Ein britisches Magazin kürte das "Berghain" zum besten Club der Welt. Die Clubszene Berlins, das Nachtleben zählt mittlerweile als wichtiger Wirtschaftsfaktor und dennoch oder gerade darum häufen sich die Lärmbeschwerden der Anwohner.
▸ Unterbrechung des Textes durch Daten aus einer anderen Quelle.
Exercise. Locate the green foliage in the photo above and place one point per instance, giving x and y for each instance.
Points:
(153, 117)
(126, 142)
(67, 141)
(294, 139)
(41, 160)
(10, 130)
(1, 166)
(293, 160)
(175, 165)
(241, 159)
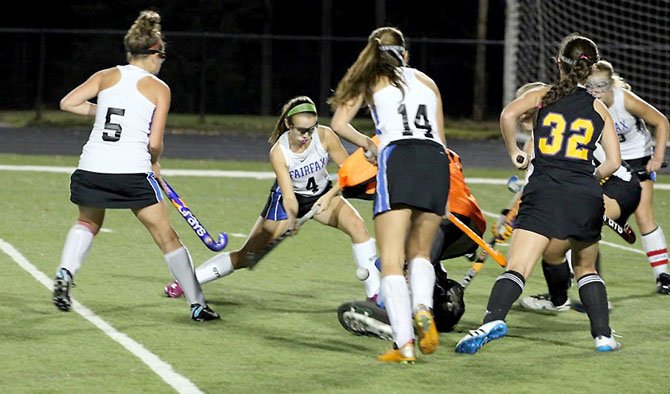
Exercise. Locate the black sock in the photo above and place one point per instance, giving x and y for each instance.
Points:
(558, 280)
(593, 294)
(506, 290)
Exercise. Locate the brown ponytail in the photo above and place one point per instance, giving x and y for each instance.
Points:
(144, 34)
(381, 57)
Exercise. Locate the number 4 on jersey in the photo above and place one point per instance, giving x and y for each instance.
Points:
(420, 120)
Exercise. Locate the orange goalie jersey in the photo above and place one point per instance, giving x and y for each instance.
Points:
(357, 179)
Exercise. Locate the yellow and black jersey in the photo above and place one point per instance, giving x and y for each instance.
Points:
(565, 135)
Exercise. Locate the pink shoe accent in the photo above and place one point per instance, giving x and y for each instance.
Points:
(173, 290)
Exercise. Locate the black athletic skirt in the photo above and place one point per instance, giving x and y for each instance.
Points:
(274, 207)
(412, 173)
(639, 166)
(92, 189)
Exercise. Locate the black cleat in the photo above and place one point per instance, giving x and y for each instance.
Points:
(203, 313)
(62, 286)
(365, 318)
(663, 284)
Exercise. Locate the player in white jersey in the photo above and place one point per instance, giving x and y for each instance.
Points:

Die Hoffnung stirbt bekanntlich zuletzt, und im Moment sieht es so aus, als ob das Schlimmste vielleicht doch noch verhindert werden könnte. Einen Monat ist es her, da verschickten Lars Döring und Pamela Schobeß eine Rundmail, die von der Aufmachung ein wenig an eine Traueranzeige erinnerte, und der Anlass für das Schreiben war dann auch kein erfreulicher: „Am 01.01.2011 ist Schluss!“ Was die Betreiber des Icons in der Cantianstraße in Prenzlauer Berg mit wenigen nüchternen Worten verkündeten, sorgte für Entsetzen in der Berliner Clubszene, denn seit 14 Jahren ist das Icon eine Institution im Berliner Nachtleben.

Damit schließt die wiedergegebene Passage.